Wed, Jan 11, 2017, 8:16pm (UTC -5)
Family allowed me to get emotionally invested and be genuinely moved by Picard's plight. There is no such emotional investiture in this as Data is under remote control for the first 15 minutes, then he is out of play and been doubled by Lore for the final 10. This feels more like set up for Descent. Yes Brent Spiner does an admirable job playing the three roles all very distinctly, yet I find the episode a bit on the dull side. The side story with the two kids is boring and filler, just there to add a ticking clock. And once Lore turns up, the story becomes very predictable. Also the problem with having the same actor play all three parts, the dialogue between them becomes very stilted and obviously you can't build a chemistry between characters when each part is filmed seperately.
Good episode, but not great.... and no-where near the same league as Family - 2.5 stars.
Mon, Jan 16, 2017, 11:33pm (UTC -5)
“Data! My favourite son! Glad you got my invitation.”
“Oh, Lore. Uh… how did you know I was here? No, no— I totes would have invited you too, if I’d realized you weren’t still stuffed in a box unconscious the way I left you. And had intended to leave you forever.
How are those dark and twisted emotions going, by the way? Still malevolently jealous and ambitious? Perfect, perfect— you should definitely stay and listen to the conversation I plan to have with Data.”
“Oh, Data— don’t be silly, with all that ‘Lore is evil and we should be afraid of him’ stuff. I can’t imagine where you’d get that from— except the detailed story you just told me, which I’m going to disregard. What’s that, Lore told you the villagers hated hated him because he was 'too human'? No, they thought he was evil and were afraid of him. No idea why everyone keeps thinking that. Except for all those reasons that led me to deactivate him.”
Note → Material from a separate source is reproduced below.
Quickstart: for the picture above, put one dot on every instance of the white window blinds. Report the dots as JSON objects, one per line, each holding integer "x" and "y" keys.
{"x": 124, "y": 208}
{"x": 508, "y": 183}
“Lore, what do you mean you think I love Data more? I love you both equally! Now, Data, I have a gift that’s only for you and not for Lore. It’s really quick and easy to install but I’m gonna let you both think about the disparity while I go have a nap, first."
Like, come on, man. Also, the pain factor of the writers inventing a precious 'emotions' chip for the *sole purpose* of having it ripped out of Data's hands in the same episode... foul play. I can't even bring myself to re-watch past the family reunion scene.
Sat, May 20, 2017, 10:54pm (UTC -5)
If his brain is able to be hacked into, it's a huge security risk even having him on board.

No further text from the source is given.